Réutilisation commerciale des archives publiques

Question soumise le 15 juillet 2010

Mme Nicole Borvo Cohen-Seat attire l'attention de M. le ministre de la culture et de la communication sur la réutilisation commerciale des archives publiques.

La loi n° 78-753 du 17 juillet 1978, qui avait été créée afin de permettre au citoyen l'accès aux documents administratifs se voit adjoindre en 2005 un chapitre II concernant la « réutilisation des données publiques ». La réutilisation des informations publiques y est définie comme toute utilisation « à d'autres fins que celle de la mission de service public en vue de laquelle les documents ont été élaborés ou sont détenus ». La loi autorise désormais toute forme de réutilisation, y compris à des fins commerciales.

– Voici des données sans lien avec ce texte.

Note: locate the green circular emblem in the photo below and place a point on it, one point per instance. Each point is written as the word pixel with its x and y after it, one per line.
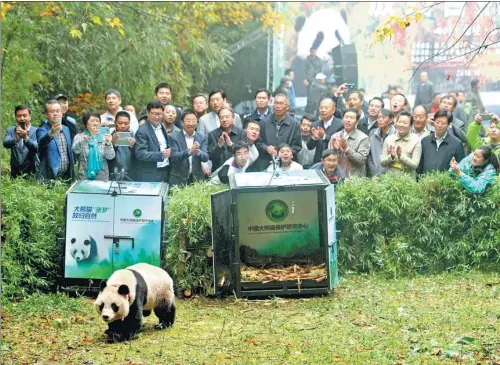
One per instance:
pixel 277 210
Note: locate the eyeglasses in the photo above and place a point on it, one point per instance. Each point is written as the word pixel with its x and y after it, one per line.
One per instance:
pixel 156 114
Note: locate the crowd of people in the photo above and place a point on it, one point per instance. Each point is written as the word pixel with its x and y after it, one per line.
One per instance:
pixel 344 136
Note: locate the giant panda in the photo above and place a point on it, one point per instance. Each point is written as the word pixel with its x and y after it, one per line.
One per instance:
pixel 84 250
pixel 131 293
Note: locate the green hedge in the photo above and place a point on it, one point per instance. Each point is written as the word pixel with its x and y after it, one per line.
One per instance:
pixel 32 218
pixel 391 225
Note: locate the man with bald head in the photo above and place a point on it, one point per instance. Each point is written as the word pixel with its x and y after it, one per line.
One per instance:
pixel 169 118
pixel 425 90
pixel 323 129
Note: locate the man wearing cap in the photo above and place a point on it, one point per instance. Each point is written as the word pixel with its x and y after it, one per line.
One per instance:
pixel 316 92
pixel 67 120
pixel 113 101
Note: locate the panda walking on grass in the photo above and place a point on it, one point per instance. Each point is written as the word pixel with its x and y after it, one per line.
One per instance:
pixel 131 293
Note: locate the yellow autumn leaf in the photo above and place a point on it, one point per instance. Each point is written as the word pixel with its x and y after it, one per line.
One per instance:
pixel 115 23
pixel 75 33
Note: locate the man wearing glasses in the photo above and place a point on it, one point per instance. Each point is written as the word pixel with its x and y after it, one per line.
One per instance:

En juillet 2008, la loi sur les archives parfait l'accessibilité des sociétés commerciales aux archives publiques. L'article L. 213-1 du code du patrimoine prévoit que toute archive publique aura les mêmes modalités d'accès qu'un document administratif : sous réserve que le document d'archives publiques ait été clairement identifié par le demandeur, que son contenu soit communicable sans restriction et que son état matériel en permette la prise de copie par un procédé technique, tout demandeur peut exiger, à prix coûtant, une reproduction de ce document.

Pourtant même la directive européenne 2003/98/CE du Parlement européen et du Conseil du 17 novembre 2003 sur la « réutilisation des données publiques » a exclu du droit commun de la réutilisation des données publiques certains domaines, comme les archives, et stipule clairement, dans son article 1er, alinéa 2, qu'elle ne s'applique pas « aux documents détenus par des établissements d'enseignement et de recherche, et notamment par des écoles, des universités, des archives, des bibliothèques, des instituts de recherche… ».

L'état de la législation française en la matière est-il de nature à pérenniser un service public gratuit et accessible à tous ? Contribue-t-il à garantir les libertés publiques ? Ne faudrait-il pas au contraire, modifier la loi de 1978, afin d'interdire la réutilisation des données publiques à titre commercial, au moins pour les archives, ainsi que le permet la directive européenne de 2003 ? Ne faudrait-il pas non plus que le Gouvernement dote les archives publiques d'un statut particulier qui les préserve de toute exploitation commerciale, contraire au principe de service public gratuit, et de toute exploitation contraire aux intérêts et aux libertés des citoyens ?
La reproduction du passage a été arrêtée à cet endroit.